2. Für die Feststellung der Gläubigerbenachteiligungsabsicht bei allenfalls schwach inkongruenter Abtretung am 17. Februar 1997 hat das Berufungsgericht die ältere Rechtsprechung des Bundesgerichtshofs zugrunde gelegt. Danach genügte bei kongruenter Anfechtungslage das Bewußtsein des Schuldners nicht, daß seine Rechtshandlung für die übrigen Schuldner von Nachteil sei. Vielmehr wurde vorausgesetzt, daß es dem Schuldner nicht so sehr auf die Erfüllung seiner Vertragspflicht als auf die Vereitelung der Ansprüche anderer Gläubiger angekommen ist (vgl. BGHZ 12, 232, 238; 121, 179, 185; BGH, Urt. v. 18. Februar 1993 -IX ZR 129/92, ZIP 1993, 521, 522;

v. 19. März 1998 -IX ZR 22/97, ZIP 1998, 793, 798 f unter III. 4.).

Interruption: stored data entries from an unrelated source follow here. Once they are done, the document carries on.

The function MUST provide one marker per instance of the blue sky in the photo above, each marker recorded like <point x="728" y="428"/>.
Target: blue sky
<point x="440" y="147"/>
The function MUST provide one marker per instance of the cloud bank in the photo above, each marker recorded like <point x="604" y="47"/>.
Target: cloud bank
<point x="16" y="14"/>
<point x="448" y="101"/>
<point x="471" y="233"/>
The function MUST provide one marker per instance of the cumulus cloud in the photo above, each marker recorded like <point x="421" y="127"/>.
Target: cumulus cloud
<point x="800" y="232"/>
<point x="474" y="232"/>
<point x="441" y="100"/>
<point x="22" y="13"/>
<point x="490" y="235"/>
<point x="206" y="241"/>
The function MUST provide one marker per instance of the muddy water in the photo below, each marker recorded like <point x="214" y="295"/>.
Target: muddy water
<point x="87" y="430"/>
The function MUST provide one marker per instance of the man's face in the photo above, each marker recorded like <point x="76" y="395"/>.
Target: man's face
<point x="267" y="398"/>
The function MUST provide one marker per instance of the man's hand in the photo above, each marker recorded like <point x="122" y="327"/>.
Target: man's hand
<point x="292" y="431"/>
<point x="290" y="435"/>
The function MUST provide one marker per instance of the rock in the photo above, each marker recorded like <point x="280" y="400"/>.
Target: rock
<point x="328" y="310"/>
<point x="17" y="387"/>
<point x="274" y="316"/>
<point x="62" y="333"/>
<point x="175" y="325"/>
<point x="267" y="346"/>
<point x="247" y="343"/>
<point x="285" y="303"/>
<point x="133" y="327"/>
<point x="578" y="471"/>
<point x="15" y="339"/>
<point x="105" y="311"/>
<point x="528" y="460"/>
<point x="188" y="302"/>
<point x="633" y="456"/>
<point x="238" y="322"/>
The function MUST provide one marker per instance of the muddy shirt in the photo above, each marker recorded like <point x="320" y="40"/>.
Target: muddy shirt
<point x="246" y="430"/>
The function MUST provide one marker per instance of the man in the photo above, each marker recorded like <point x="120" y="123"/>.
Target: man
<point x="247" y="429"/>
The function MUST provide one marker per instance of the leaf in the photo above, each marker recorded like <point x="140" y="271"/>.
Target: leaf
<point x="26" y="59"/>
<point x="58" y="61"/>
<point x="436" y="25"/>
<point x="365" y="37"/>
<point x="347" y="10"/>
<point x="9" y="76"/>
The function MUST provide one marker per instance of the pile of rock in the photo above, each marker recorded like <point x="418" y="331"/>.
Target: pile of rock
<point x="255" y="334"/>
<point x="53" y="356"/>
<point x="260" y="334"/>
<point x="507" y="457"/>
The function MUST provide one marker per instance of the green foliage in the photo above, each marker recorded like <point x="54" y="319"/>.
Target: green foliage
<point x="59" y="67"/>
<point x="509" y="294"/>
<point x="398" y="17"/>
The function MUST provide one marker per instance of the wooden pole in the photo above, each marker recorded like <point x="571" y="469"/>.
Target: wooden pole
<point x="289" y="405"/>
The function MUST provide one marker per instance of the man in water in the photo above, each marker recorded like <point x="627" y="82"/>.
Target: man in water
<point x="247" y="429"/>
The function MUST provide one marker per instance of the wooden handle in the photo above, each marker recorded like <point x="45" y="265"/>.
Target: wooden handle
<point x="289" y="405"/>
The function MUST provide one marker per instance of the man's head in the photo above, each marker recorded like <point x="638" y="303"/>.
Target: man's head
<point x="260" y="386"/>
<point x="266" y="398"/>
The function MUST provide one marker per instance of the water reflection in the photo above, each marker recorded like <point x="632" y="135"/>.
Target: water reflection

Für den Vorsatz des § 133 Abs. 1 Satz 1 InsO reicht es auch bei kongruenten Deckungsgeschäften aus, wenn der Schuldner sich eine Benachteiligung der anderen Gläubiger nur als möglich vorgestellt, sie aber in Kauf genommen hat, ohne sich durch die Vorstellung dieser Möglichkeit von seinem Handeln abhalten zu lassen (BGHZ 155, 75, 84 unter II. 3. c). Ein finales Absichtsmoment könnte sich demnach auch in den Fällen der § 31 Nr. 1 KO, § 10 Abs. 1 Nr. 1 GesO bei kongruenten oder nur schwach inkongruenten Anfechtungslagen möglicherweise erübrigen. Diese Frage bedarf jedoch hier vorläufig keiner Entscheidung, weil das Berufungsgericht nicht festgestellt hat, daß auf seiten der Schuldnerin zur Zeit der angefochtenen Abtretung eine Zahlungsschwäche bestand, nach der das zumindest ernsthafte Risiko bevorstehender Zahlungsstörungen oder -stockungen, mit dem sich die Gefährdung der anderen Gläubiger aufdrängte (vgl. BGHZ 157, 242, 251 unter II. 2. b, bb (1); BGH, Urt. v.

22. April 2004 -IX ZR 370/00, WM 2004, 1250, 1251 f unter II. 3. b, bb), erkannt worden war. Der Zeuge W. , dem das Berufungsgericht uneingeschränkt gefolgt ist, will nach seiner Aussage vor dem Landgericht am 17. Februar 1997 an der Zahlungsfähigkeit der Schuldnerin noch nicht einmal gezweifelt haben.

IV.

In der wiedereröffneten Berufungsinstanz wird das Berufungsgericht eine umfassende neue Tatsachenwürdigung vornehmen müssen. Dabei ist zu beachten, daß die Zahlungsfähigkeit der Schuldnerin am 17. Februar 1997 entgegen der gleichfalls verfahrensfehlerhaften Annahme des aufgehobenen Urteils nicht durch ein Liquiditätssicherungsprogramm vorläufig gestützt war. Denn -wie die Revision zutreffend rügt -bezog sich dieses Programm nach der vom Berufungsgericht zitierten Aussage des Zeugen W. allein auf die We.

KG.

Sollte der Zeuge We. bei der weiteren Sachaufklärung die Darstellung des Klägers bestätigen, wird das Berufungsgericht zur Aufklärung der Widersprüche auch den Zeugen W. selbst zu vernehmen haben. Dies kann im übrigen auch deshalb notwendig werden, weil die eidliche Aussage des Zeugen W. vor dem Landgericht zum Zeitpunkt der Sicherungsabrede mit dem Beklagten von dessen Angaben bei seiner persönlichen Anhörung abweicht.